As mentioned, Team Tap-ins and Team Belters have both achieved an xG of 1.0. This, however, was achieved through differing tactics. Team Tap-ins only wanted to shoot from within the six-yard box. This is much harder to do, so they only managed to do it twice. As they are such good goal-scoring opportunities, both of Team Tap-in’s shots had an xG value of 0.5.
Team Belters, on the other hand, were keen followers of the mantra ‘if you don’t buy a ticket, you’ll never win the raffle’. As such, they opted to shoot from further out, and therefore managed a few more shots – five in total. However, as their chances were of lower quality, they achieved just 0.2 xG each. This is summarised below.
Team Tap-in: 0.5 + 0.5 = 1 xG
Team Belter: 0.2 + 0.2 + 0.2 + 0.2 + 0.2 = 1 xG
As we know, each xG relates to a percentage, so each shot taken by both sides carries a percentage chance (however small) of finding the net. As a result, the final score between the Tap-ins and the Belters can range anywhere from 0-0 to 2-5 and any result in between.
Obviously, the chance of Team Tap-in scoring both their chances is much higher (25%) than the likelihood of Team Belter scoring all five of theirs (0.032%). Regardless of the likelihood, there is still a probability of such an event occurring, and this is where the variance plays a vital role.

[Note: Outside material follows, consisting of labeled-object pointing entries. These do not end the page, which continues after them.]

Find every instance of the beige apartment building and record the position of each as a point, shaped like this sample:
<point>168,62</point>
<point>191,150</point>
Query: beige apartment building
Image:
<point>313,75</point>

By finding the standard deviation of the two data-sets, using the methods discussed in the previous section, we get ±0.5 standard deviation for Team Tap-In and ±0.66 for Team Belters.
As you’d expect, the team shooting from further out will experience more variance due to each of their shots holding a smaller xG rating. Knowing this we can plug the numbers into a calculator to run the game scenario an infinite amount of times. Doing this will give a fair representation of how the probabilities interact and give a chance for variance to affect proceedings.
Above we can see the results. As expected, they are not equal, despite both teams achieving the same expected goals figure by the end of the match (1xG). Because of the larger variance, Team Belters actually only win 31.92% of the matches, compared to team Tap-Ins who win 35% of the games, the remaining games (33.08%) are drawn. The ability to create better opportunities, i.e. from a closer distance with a higher chance of success pays dividends in the long-run.
This example has used 0.2 xG for ease, but consider then the larger effect variance would play on a team taking shots with an xG of say 0.08, as we saw with Vardy’s long-range strike above. It may be just a coincidence that Man City’s average shot distance is now at 16.60 metres in 2019/20, steadily reducing from 18.80 metres achieved in 2015/16. But, a full 2.20 metres closer on average for each shot being taken by the Sky Blues demonstrates a tendency to produce fewer but higher quality chances over trying their luck from range.
So what have we learned?
Hopefully, this article has explained the role of expected goals and its importance to unlocking a deeper understanding of football. Media platforms can churn out a lot of numbers and statistics which will bamboozle the average punter, however in the scheme of things, these figures are merely background noise. Expected goals is revolutionary in the way it blocks out the noise and informs anyone who is ready to look, exactly how a team performed in their search to score goals.
Progressing from that, we’ve analysed how this data can be manipulated to affect on-field tactics. Teams may begin to move away from the blockbuster long-rangers we all adore and instead choose to keep possession in the hope of creating a better – more statistically likely – goal-scoring opportunity. In doing so we may see a change of how free-kicks are taken, how the final few minutes of a game are played and what a player does when the ball sits up perfectly on the half volley from 30-yards.
Though I don’t think we will see the long shot disappear from football completely, I see more and more teams choosing to accept the information expected goals is telling them. The numbers don’t lie, and if managers continue to ignore them, we’ve seen they will be throwing away vital points over the course of a season.